No, we did not know from the beginning that the return would fail. It was not a scam, as some have suggested. We had tested our method several times, including with myself and some of our top investors. You would not believe the places I have been or seen. Of course, this whole affair was quite different from my normal activities. Reinventing an airline as I have done is tiring, sure, but overseeing a time travel operation is another matter entirely. I am, however, a businessman, and I know when a product works or when it does not. I had no indication this would fail.

***

Of course we considered several travel scenarios. We did not choose this one because of sheer danger. As we explained in the marketing material, all journeys are determined by traveler consensus pending sufficient historical understanding of the given context. It turns out this travel panel was a little more adventurous than one might expect, but our expert panel determined that this trip satisfied these criteria. The pending eruption of Vesuvius was immaterial – the timing was immaculate. It is only natural that we cannot account for absolute failures.

***

I have heard the accusations from critics time and again. We are foolhardy. We are irresponsible. Those are the easy ones. The more common one, as you’re well aware I’m sure, is that we are simply faking it. What is this, then? Do you propose we simply disappeared six of the wealthiest men and women on earth after swindling them for a time travel experience? I think, on some level, that accomplishing that would be a more majestic feat than time travel.

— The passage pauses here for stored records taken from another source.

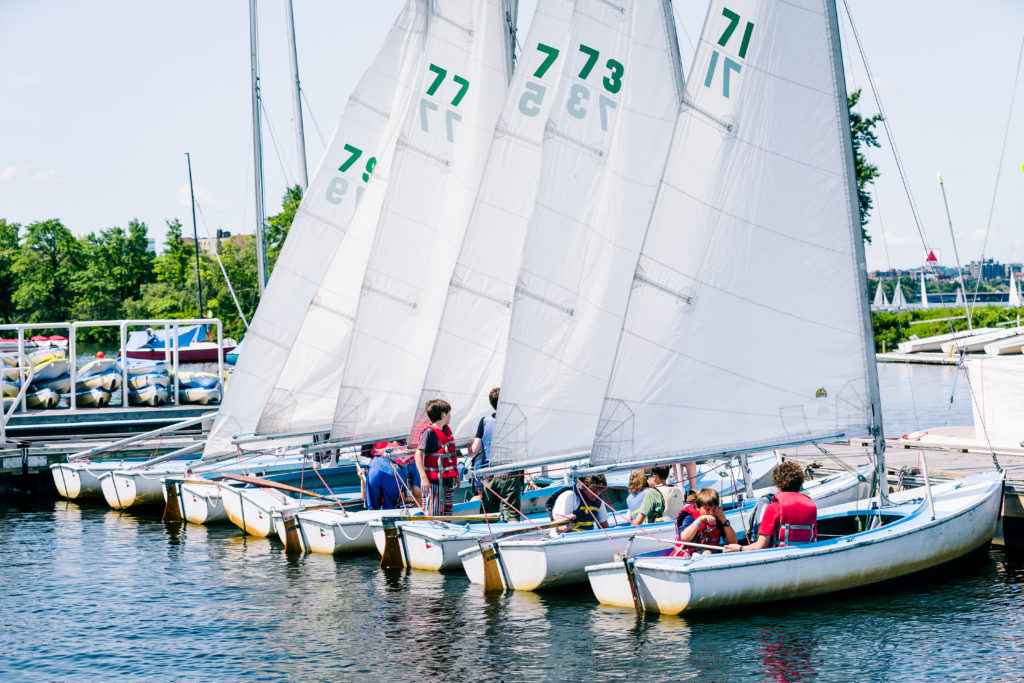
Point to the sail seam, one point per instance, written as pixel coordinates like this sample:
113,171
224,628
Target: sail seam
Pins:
483,295
376,110
685,298
406,144
551,131
522,291
370,289
708,115
760,226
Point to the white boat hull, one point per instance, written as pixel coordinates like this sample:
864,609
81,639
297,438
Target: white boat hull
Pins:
334,532
966,519
81,480
532,561
200,502
126,488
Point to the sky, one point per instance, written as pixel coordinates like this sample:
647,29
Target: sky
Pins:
99,102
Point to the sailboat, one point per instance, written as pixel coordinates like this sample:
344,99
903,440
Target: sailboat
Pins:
745,194
899,300
881,301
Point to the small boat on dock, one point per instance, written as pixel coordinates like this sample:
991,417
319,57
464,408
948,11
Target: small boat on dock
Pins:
920,529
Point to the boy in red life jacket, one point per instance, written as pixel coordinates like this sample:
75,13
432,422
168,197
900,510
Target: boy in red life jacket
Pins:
792,517
437,460
704,521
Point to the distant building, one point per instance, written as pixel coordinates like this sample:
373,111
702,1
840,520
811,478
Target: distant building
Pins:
211,246
987,269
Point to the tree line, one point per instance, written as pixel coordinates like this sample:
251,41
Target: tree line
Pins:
48,274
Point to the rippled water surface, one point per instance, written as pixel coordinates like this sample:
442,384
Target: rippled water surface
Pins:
91,594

Please, have some respect for our morals, or at least what little of them those on social media claim we have.

***

I can, of course, furnish proof. If you get with my assistants after this meeting, they can provide the last known location of our lost Eruption Chrononauts. They are believed to rest in a currently unexcavated stretch of Herculaneum. The whole Pompeii choice was a peculiar location, no doubt, but among them there were two enthusiastic amateur classicists. I do not doubt they made a valiant effort to escape once they realized the return would not work but, alas, like Pliny the Elder himself they found the ash too overwhelming.

***

The issue, my engineers tell me, revolved around entrance to the module upon exit. It is necessary for the traveling craft to reach a certain altitude and then speed before the requisite maneuvers to break the space-time dyad can occur. This assumes that the travelers can get back inside the craft: our available radiometric transmission evidence suggests the capsule door malfunctioned, leaving them scrambling for safety as the creaking mountain’s porcupine cloud began to lurch across the sky.

***
I cannot be responsible for the contradictions of nature, or your doubt in our achievements. Let science absolve me and render me its weighted mercy. Audentes fortuna iuvat.